Les réformes législatives de ces deux dernières années, ajoutées aux avis portant réglementation pris par les autorités comptables françaises, ont apporté des changements non négligeables dans le traitement fiscal du droit à l'image des sportifs professionnels (1), des indemnités versées par les clubs (2) et des recettes des sociétés sportives professionnelles (3).
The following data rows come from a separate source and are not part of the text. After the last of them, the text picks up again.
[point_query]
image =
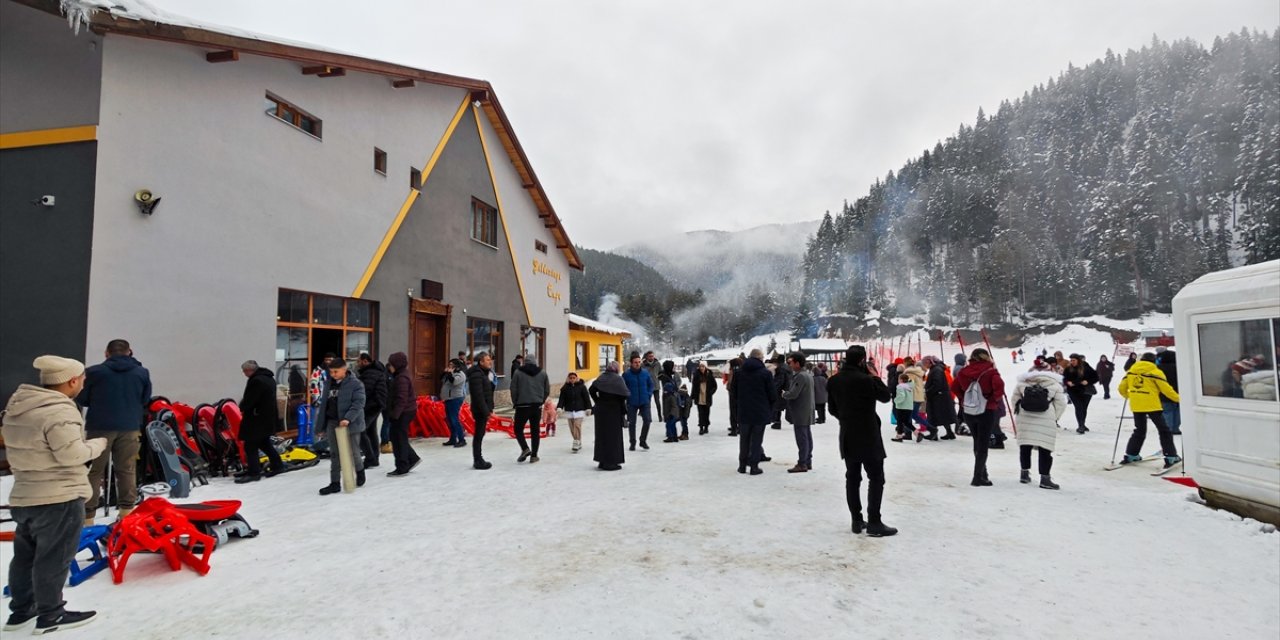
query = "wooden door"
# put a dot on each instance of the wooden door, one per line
(426, 356)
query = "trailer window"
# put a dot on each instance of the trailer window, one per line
(1238, 359)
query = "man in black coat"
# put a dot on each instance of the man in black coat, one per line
(373, 375)
(851, 397)
(753, 387)
(261, 414)
(480, 384)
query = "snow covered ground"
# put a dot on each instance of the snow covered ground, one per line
(680, 545)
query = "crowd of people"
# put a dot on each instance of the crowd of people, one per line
(60, 433)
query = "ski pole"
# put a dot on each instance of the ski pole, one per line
(1119, 426)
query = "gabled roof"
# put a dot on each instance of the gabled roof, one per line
(140, 19)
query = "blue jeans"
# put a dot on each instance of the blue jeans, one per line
(1173, 415)
(452, 407)
(631, 421)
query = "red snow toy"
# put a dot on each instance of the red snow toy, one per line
(158, 526)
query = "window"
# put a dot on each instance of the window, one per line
(608, 353)
(484, 223)
(309, 325)
(533, 342)
(1238, 359)
(287, 113)
(485, 336)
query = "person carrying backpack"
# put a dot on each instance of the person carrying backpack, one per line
(981, 391)
(1038, 401)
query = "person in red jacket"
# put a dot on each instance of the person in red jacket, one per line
(983, 420)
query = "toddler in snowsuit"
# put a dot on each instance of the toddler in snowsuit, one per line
(904, 403)
(671, 410)
(684, 402)
(549, 416)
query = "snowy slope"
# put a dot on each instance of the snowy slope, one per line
(680, 545)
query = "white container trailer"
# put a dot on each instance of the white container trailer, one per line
(1228, 327)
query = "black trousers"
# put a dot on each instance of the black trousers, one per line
(1139, 433)
(874, 467)
(531, 415)
(981, 429)
(478, 437)
(369, 438)
(1046, 458)
(44, 545)
(401, 449)
(261, 444)
(750, 446)
(1080, 401)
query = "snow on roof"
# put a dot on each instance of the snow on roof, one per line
(80, 13)
(586, 323)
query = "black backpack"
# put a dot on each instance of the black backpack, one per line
(1034, 400)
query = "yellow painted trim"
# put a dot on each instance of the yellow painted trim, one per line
(44, 137)
(408, 201)
(511, 248)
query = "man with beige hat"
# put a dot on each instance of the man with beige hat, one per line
(44, 437)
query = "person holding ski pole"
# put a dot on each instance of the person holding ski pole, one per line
(1143, 385)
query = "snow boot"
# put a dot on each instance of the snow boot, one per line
(877, 529)
(64, 620)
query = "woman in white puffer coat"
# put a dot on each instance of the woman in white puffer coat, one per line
(1038, 429)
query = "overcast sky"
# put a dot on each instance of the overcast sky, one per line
(645, 118)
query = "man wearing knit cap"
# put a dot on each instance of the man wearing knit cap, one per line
(115, 393)
(44, 437)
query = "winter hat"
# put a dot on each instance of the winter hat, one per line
(55, 370)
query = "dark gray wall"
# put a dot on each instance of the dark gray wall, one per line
(51, 77)
(44, 255)
(434, 242)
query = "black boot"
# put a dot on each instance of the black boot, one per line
(877, 529)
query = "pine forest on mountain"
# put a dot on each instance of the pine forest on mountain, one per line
(1101, 192)
(1104, 191)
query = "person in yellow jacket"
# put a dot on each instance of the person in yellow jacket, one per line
(1143, 385)
(44, 437)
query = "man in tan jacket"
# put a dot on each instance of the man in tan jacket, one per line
(44, 437)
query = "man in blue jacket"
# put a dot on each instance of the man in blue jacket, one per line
(115, 393)
(755, 400)
(640, 384)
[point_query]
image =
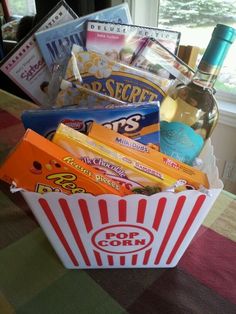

1. Le traitement fiscal du droit à l'image des sportifs professionnels
La récente loi n° 2004-1366 du 15 décembre 2004 portant diverses dispositions relatives au sport professionnel (N° Lexbase : L4814GUT) a aménagé le droit à l'image des sportifs professionnels. Le rapport "Denis" avait mis l'accent sur l'importance croissante que constitue, pour les sportifs et leurs clubs, leur image de sportif de haut niveau : "l'image du sportif, véhiculant les valeurs de performance, de dépassement de soi, d'engagement et de réussite, intéresse au plus haut point la communication des entreprises [...]. C'est, ainsi, que s'est développée, dans le monde du sport professionnel, la pratique des contrats d'image par lesquels les sportifs apportent ou prêtent leur image à des opérations de promotion de produits ou de services". Le renforcement de ces pratiques s'explique, notamment, par :
Le traitement fiscal et social du droit à l'image était, jusqu'à l'intervention de la loi du 15 décembre 2004, pénalisant pour les clubs et leurs joueurs. En effet, s'agissant des rémunérations versées au sportif par le club qui l'emploie, on appliquait le régime salarié de droit commun . Par conséquent, au plan fiscal, les rémunérations versées au joueur par son club en contrepartie de l'exploitation de son image étaient qualifiées de traitements et salaires par l'administration fiscale (QE n° 5266 de M. Deprez Léonce, JOANQ, 30 août 1993, p. 2686, min. Eco., réponse publ. 14 mars 1994, p. 1253, 10ème législature N° Lexbase : L4348G8K ; QE n° 2386 de M. André Fosset, JOSEQ, 5 août 1993, p. 1305, min. Bud., réponse publ. 17 mars 1994, p. 590, 10ème législature N° Lexbase : L4346G8H).
Cette solution, résultant de la spécificité du droit à l'image du sportif qui appartient en indivision à celui-ci et à la société sportive qui l'emploie, avait été confirmée par le Conseil d'Etat dans une décision en date du 14 mars 2001 (CE, 3° s-s., 14 mars 2001, n° 223013, Papin c/ Ministre de l'Economie, des Finances et de l'Industrie).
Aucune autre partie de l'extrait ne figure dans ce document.